Although it’s accessible and quite enjoyed by the [visually impaired], at the end of the day, we kind of made a game for sighted players with the assistance of the blind community.” – David Evans, creator of The Vale: Shadow of the Crown

Evans said what he enjoyed most about making The Vale was coming up with an experience that made the game more intimate because the player has to rely on audio to interact with the world around them.

It’s nothing new to the blind community, but it’s a different experience for gamers who are used to relying primarily on visuals.

“The different elements of the game are very much about empowering the player to of course be a great swordsman—or princess—but also be a confident person with a disability, and that’s what most people with disabilities are: they confidently go about their daily lives,” Evans said. “That’s not terribly novel for them, but for you to play as a character that can confidently walk around the space—through a small town—is kind of novel and interesting. Things become very real and immersive when you don’t have visuals that tend to take you out of the experience.”

Members of the Academy of Canadian Cinema and Television were similarly pleased with The Vale’s uniqueness, choosing it as the top contender in the Video Game Narrative Category for the 2022 Canadian Screen Awards, which were handed out on April 10.

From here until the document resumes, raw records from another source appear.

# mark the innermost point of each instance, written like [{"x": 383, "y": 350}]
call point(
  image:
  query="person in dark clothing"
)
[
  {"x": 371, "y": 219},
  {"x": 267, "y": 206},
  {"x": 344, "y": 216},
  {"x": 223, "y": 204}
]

“David Evans’ The Vale expertly views the art of digital storytelling through an accessibility lens, and is one of the most unique and ambitious video games we have come across,” said Marko Balaban, the Academy’s Director of Programming and Awards. “It is incredibly well-deserving of the 2022 Canadian Screen Award for Best Video Game Narrative, and we can’t wait to see what David creates next.”

Evans is currently working on two unannounced titles: one is a sci-fi narrative-based game that’s expected to be released in about two years; the other is a prototype that will be similar to The Vale in terms of the type of [medieval] world and the type of combat, but it will include visuals.

He expects to announce the titles at the end of the year.